In his statement, Mr. Annan also declares that under international humanitarian law, the Coalition Provisional Authority bears the primary responsibility for the welfare of the Iraqi people. The assistance activities carried out by the United Nations agencies complements those of the Authority itself. (Para. 60)

In a press conference following Secretary General’s presentation, his Special Representative for Iraq, Mr. Sergio de Mello described the reconstruction challenge in this way: “Looking to the future there are clearly immense reconstruction needs in the short and longer terms, not only as a consequence of the conflict but maybe even more as a consequence of thirteen years of sanctions and subsequent neglect and decay. As reflected in resolution1483, this reconstruction is not only of a physical nature but also must include public administration, governance, civil society and all the other vital elements required for a new Iraqi society”.

In describing human rights concerns, Mr. de Mello said: “There are three particular concerns: how to deal with past abuses; how to ensure that human rights are protected for all Iraqis in the future, with particular emphasis placed on the rights of women; and how to ensure that human rights are protected and upheld in Iraq today.

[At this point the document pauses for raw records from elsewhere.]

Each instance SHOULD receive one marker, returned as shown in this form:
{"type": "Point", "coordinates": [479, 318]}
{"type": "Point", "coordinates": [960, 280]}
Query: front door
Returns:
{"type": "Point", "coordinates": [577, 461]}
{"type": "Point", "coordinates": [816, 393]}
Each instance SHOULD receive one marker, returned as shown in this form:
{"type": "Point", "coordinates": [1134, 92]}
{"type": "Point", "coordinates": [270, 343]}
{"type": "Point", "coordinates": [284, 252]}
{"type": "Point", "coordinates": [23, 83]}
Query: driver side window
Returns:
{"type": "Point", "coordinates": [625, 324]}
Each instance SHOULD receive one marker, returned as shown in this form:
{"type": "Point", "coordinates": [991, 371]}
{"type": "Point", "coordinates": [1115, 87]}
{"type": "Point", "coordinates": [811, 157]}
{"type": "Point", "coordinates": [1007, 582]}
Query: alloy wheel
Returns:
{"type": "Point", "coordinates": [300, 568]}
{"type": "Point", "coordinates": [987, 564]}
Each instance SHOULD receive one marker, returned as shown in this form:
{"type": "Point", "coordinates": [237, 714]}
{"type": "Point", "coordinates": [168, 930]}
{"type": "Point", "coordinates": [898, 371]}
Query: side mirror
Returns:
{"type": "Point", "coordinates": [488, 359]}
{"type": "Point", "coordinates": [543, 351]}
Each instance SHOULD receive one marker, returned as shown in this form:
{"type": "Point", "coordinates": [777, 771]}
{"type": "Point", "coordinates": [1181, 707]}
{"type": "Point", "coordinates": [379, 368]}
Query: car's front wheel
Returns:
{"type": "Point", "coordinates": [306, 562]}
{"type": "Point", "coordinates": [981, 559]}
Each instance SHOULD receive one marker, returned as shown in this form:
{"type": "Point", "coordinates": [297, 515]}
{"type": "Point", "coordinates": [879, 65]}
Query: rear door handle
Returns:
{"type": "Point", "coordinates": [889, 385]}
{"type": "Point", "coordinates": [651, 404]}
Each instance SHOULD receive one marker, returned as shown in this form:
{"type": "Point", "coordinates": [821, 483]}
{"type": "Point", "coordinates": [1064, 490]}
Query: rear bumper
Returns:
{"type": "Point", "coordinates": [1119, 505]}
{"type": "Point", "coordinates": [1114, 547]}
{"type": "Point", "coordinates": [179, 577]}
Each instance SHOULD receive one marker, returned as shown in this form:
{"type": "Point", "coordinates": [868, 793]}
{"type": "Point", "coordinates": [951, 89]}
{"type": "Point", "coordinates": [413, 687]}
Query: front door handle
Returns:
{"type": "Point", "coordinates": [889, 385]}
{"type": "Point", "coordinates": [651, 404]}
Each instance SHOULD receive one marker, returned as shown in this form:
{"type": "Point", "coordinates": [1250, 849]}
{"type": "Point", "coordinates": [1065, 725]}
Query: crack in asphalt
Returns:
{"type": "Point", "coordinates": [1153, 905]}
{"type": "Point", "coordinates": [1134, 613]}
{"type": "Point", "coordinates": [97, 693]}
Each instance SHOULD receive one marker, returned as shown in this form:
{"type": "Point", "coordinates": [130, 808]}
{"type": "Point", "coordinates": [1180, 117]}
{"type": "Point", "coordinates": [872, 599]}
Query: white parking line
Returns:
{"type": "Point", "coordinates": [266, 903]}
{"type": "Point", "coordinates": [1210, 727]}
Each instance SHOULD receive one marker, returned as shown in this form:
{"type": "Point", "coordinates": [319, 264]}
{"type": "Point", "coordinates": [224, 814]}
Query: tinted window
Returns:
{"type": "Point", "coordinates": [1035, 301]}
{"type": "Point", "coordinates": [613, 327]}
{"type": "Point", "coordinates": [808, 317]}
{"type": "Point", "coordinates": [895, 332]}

All merit close attention”.

In view of the role of the UN Sub-Commission, it should consider undertaking a paper on the promotion and protection of human rights in the context of economic sanctions and of postwar reconstruction.


Dominicans for Justice and Peace, Dominican Leadership Conference and Pax Christi International, in conjunction with Franciscans International,

  1. Strongly urge the United Nations through its main human rights bodies to take seriously its Charter obligation to monitor the implementation and respect for international human rights law and to denounce the ongoing violations of the most fundamental human rights of women and children in conflicts and wars and to ensure the application of the guiding principle of the UN Convention on the rights of the child that “in all actions concerning children, the best interest of the child shall be a primary consideration.
  2. Urge the Coalition Provisional Authority in Iraq to give high priority to the immediate needs and provide means for full development of the most vulnerable, i.e. children and women, as well as engaging the Iraqi people as fully as possible in the rebuilding and reconstruction of all facets of their own country.
  3. Recommend that the international community through the United Nations continue their search for peaceful and just solutions in all situations of conflict rather than resorting to war which can only bring untold horror and irreversible harm to the most vulnerable.
  4. Urge the international community through the United Nations to take with utmost seriousness its own responsibilities for the monumental and long-term challenge of the recovery and reconstruction of Iraq, devastated both by 13 years of sanctions and by the ravages of war and its aftermath.
  5. Encourage the UN Sub-Commission on the Promotion and Protection of Human Rights to consider doing a paper on the promotion and protection of human rights in the context of economic sanctions and of postwar reconstruction.